There have been many challenging days in my job as a licensed high school counselor in Minneapolis Public Schools this year, but there have also been moments that bring tears to my eyes and joy to my heart because I know I’ve made a difference for my students.
This fall we had a new student in our building who had missed a lot of school due to a death in the family. The student’s team of teachers, the social worker, administrator and myself, a school counselor, worked to support a student as they started a new school so soon after a loss.
The family was so grateful and wrote a heartfelt note about how much our support meant to them. For me, it was one of the high points of the most difficult year of my 13-year career, but it was also bittersweet. Not all outcomes are so good.
MPS school counselors are stretched too thin and our students aren’t getting the support they deserve. There aren’t enough of us. It’s the same for all the MPS mental health professionals. The situation isn’t sustainable or fair to anyone. It’s why I voted to authorize my union to strike if our district leaders won’t agree to hire more mental health support staff.
If the last two years have taught us anything, it’s that kids need more, not less. Our students have suffered more trauma from the pandemic, the police murder of George Floyd, and the anxiety of where and when they will attend school than any group of young people has endured for generations.
School counselors serve at the forefront of dealing with that trauma and helping kids learn how to heal. However, instead of adding more support for our students, MPS has cut many school counselors from the 2022-23 budget. With over $250 million in federal pandemic relief funds, why would MPS decrease the number of supports for our students?
Minnesota schools already fall short of the ratio of one school counselor to every 250 students recommended by the American School Counseling Association, but most parents are surprised to learn how much worse the MPS ratio is compared to its closest neighbor.
There are 63 school counselors funded by schools in MPS compared to more than 170 in the Saint Paul Public Schools, or SPPS. In MPS, there are only four elementary school counselors for the district’s 42 elementary schools. In SPPS, there are at least two school counselors in every elementary school.
The choice to understaff school counselors is detrimental because we fill many roles. We’re often leaders in racial equity programs and teach classroom lessons on anti-racism, diversity and relationships. As a group that’s 30% educators of color, we bring a wealth of lived experience to the content.
Along with other members of the care team, we provide mental health and social-emotional support to individual students and other educators. We work with educators and students to create a healthy school culture that encourages learning and reduces suspensions.
And, of course, school counselors assist students with their academic planning and progress. We help students enroll in MPS schools and pick their classes.
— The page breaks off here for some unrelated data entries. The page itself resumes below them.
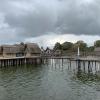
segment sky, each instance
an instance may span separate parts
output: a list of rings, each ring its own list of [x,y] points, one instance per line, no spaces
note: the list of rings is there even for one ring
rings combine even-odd
[[[0,0],[0,44],[100,39],[100,0]]]

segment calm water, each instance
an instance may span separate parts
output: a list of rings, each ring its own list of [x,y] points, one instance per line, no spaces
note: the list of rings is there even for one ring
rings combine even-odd
[[[100,100],[99,80],[67,60],[1,68],[0,100]]]

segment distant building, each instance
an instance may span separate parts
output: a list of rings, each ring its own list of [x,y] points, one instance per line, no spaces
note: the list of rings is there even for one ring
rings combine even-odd
[[[26,45],[25,55],[27,57],[41,55],[41,49],[36,43],[27,43],[25,45]]]
[[[18,52],[18,47],[14,45],[3,45],[3,57],[16,57],[16,54]]]
[[[15,44],[15,45],[2,45],[0,46],[0,57],[31,57],[40,56],[41,50],[35,43]]]
[[[95,53],[96,56],[100,56],[100,47],[95,47],[94,53]]]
We work with students to plan their path after graduation, including how to pay for post-secondary training and education.
Everyone in our school community — students, parents and educators — wants our students to be supported emotionally and have access to a trusted expert who can help them achieve their dreams after high school. A sufficient number of school counselors is vital to achieving that goal and Minneapolis parents should demand better for their students.
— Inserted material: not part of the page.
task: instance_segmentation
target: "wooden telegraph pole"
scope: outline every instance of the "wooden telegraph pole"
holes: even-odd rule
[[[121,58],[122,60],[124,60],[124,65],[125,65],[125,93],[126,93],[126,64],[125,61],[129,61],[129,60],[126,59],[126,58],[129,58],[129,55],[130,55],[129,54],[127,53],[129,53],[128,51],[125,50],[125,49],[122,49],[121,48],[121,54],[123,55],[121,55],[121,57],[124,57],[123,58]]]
It’s time for district leaders to do what’s right for our students and compromise at the negotiations table with the Minneapolis Federation of Teachers and guarantee parents that there will be at least one licensed school counselor in every building, a key piece of my union’s mental health bargaining proposal.
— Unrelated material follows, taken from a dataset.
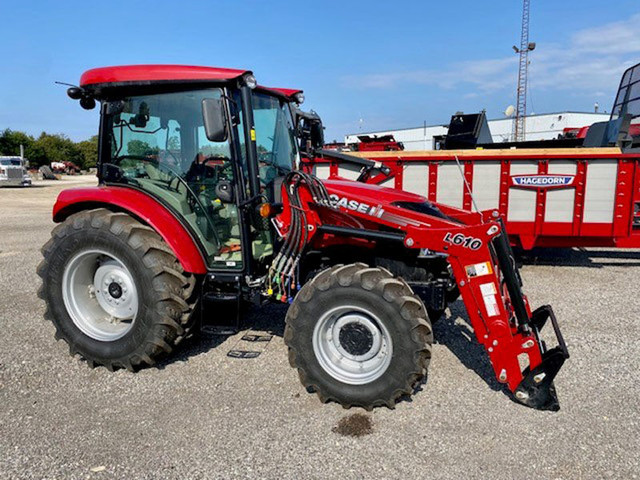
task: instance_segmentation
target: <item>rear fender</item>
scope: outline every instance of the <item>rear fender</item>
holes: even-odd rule
[[[135,215],[167,242],[186,272],[207,272],[202,252],[184,225],[158,200],[138,190],[107,186],[64,190],[53,206],[53,221],[63,222],[74,213],[100,207]]]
To be clear, the support our students need requires more professionals than school counselors. My colleagues who are social workers, psychologists, chemical dependency counselors and school nurses have shared similar concerns about staff levels in their areas of expertise.
The teams of school counselors and other professionals that support students can do amazing things — when there are enough of us. I can remember hugging and jumping up and down with a student who overcame incredible personal challenges to earn a full ride to an Ivy League school, hearing one of my students give a beautiful speech at graduation and watching my students grow from anxious freshmen to poised young adults in four years of high school.
But it’s getting harder and harder to make memories like that when we’re rushing from crisis to crisis because MPS refuses to put its budget behind its promises. Every student in MPS should have the opportunity to attend a safe and stable school with access to licensed school counselors and other mental health professionals. It’s time for change. Our students cannot wait.